Jika ada hitam, maka ada putih. Orang yang hidupnya tak seimbang, akan
mengalami ketidaknyamanan, gelisah dan keluh kesah. Mereka yang bekerja tanpa
istirahat, akan merasakan tubuhnya penat, capek dan lesu. Sebaliknya, orang
yang terlalu banyak istirahat pun akan merasakan tubuhnya kaku, lemah dan tidak
bergairah. Begitulah hidup ini. Ia harus seimbang.
Islam mengajarkan keseimbangan pemenuhan kebutuhan
duniawi dan ukhrawi. Kita banyak menemukan banyak ayat al-Qur’an dan hadits yang memerintahkan untuk menjaga keseimbangan. Perintah
mendirikan shalat Jum’at diiringi dengan perintah untuk mencari rezeki. Allah
berfirman, “Apabila telah ditunaikan shalat, maka bertebaranlah kamu
di muka bumi, dan carilah karunia Allah, dan ingatlah Allah banyak-banyak
supaya kamu beruntung,” (QS al-Jumu’ah: 10). Perintah untuk mengejar kehidupan akhirat juga
dibarengi dengan perintah untuk tidak melupakan dunia. Allah berfirman, “Dan carilah pada apa yang telah dianugerahkan Allah padamu (kebahagiaan)
negeri akhirat, dan janganlah kamu melupakan kebahagiaanmu dari (kenikmatan)
duniawi,” (QS al-Qashash: 77).
Kehidupan Rasulullah saw dan para sahabatnya pun
mencerminkan keseimbangan. Mereka para ahli zuhud, tapi mereka juga adalah
saudagar kaya. Mereka adalah ahli tahajud, tapi mereka juga mujahid perang.
Mereka ruhbaanun fil lail wa fursaanun fin nahaar (ahli ibadah di malam
hari, dan mujahid perang di siang hari).
Keempat, husnul khatimah. Kesuksesan tak ditentukan pada awal perjalanan
hidup. Ibarat pedagang, rugi dan untung hanya bisa diketahui di akhir
penjualan. Begitulah hidup ini. Sukses dan tidaknya kehidupan seseorang
terlihat di akhir hayatnya. Tak sedikit orang yang semula dipuja bak pahlawan,
tapi matinya dihujat orang. Mereka yang semula kaya raya, terkenal dan punya
kedudukan terpuji, tapi akhirnya meninggal dalam keadaan terhina.

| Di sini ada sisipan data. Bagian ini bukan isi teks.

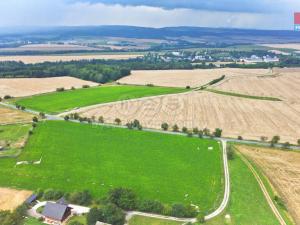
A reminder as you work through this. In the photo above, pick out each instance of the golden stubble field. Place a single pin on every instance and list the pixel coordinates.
(9, 116)
(56, 58)
(11, 198)
(19, 87)
(283, 170)
(183, 78)
(248, 118)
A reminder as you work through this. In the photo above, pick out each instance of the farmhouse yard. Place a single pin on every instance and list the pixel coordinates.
(12, 198)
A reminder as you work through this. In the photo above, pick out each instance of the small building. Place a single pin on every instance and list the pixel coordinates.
(32, 198)
(55, 213)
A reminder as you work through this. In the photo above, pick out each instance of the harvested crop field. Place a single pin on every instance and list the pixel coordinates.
(283, 84)
(9, 116)
(11, 198)
(183, 78)
(295, 46)
(48, 48)
(19, 87)
(55, 58)
(236, 116)
(283, 170)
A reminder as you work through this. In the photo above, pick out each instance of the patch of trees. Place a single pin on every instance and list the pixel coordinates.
(13, 218)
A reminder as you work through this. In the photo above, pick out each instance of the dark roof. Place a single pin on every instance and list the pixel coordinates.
(31, 199)
(55, 211)
(62, 201)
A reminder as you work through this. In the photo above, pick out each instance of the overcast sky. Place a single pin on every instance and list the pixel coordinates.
(259, 14)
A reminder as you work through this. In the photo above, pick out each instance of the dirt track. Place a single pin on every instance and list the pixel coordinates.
(11, 198)
(283, 170)
(236, 116)
(13, 116)
(19, 87)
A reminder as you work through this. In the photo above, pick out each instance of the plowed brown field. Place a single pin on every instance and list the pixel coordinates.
(236, 116)
(183, 78)
(283, 170)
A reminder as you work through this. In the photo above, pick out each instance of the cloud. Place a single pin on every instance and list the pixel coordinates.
(148, 13)
(252, 6)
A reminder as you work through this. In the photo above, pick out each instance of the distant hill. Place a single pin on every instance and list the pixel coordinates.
(217, 35)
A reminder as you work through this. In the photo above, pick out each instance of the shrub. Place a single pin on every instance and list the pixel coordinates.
(184, 130)
(230, 152)
(195, 130)
(51, 194)
(7, 97)
(151, 206)
(218, 132)
(80, 198)
(175, 128)
(101, 119)
(200, 134)
(201, 218)
(117, 121)
(123, 198)
(165, 126)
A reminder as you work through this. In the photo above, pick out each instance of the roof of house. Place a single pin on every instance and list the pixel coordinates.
(54, 211)
(62, 201)
(31, 199)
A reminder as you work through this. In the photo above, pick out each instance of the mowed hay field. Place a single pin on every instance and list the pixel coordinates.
(283, 170)
(27, 59)
(168, 168)
(236, 116)
(284, 84)
(11, 198)
(19, 87)
(61, 101)
(9, 116)
(183, 78)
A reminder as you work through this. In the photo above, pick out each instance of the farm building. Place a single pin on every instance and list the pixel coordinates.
(55, 213)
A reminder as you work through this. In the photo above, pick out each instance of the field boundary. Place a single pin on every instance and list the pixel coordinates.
(234, 94)
(263, 189)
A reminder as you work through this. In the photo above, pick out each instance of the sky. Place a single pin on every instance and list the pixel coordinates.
(257, 14)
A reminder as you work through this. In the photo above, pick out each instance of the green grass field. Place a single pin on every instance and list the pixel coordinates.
(247, 204)
(32, 221)
(12, 137)
(164, 167)
(141, 220)
(63, 101)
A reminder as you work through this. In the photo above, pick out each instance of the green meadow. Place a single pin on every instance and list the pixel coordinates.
(75, 157)
(56, 102)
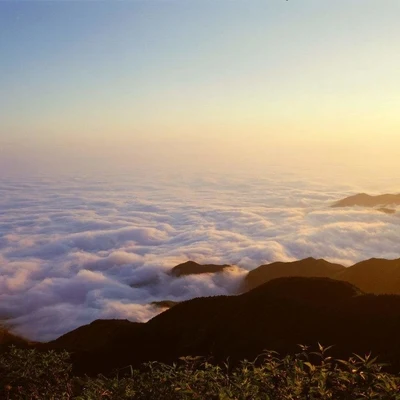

Melihat keempat hal tersebut, ternyata untuk merengkuh
kesuksesan tak sesulit yang kita bayangkan. Tapi tentu saja tak semudah
membalikkan telapak tangan. Ternyata, untuk menjadi orang sukses dunia akhirat,
tak mesti kaya, tenar atau mempunyai kedudukan tinggi. Ternyata, kuncinya cuma
satu. Rengkuh kebahagiaan, itulah makna sukses sesungguhnya.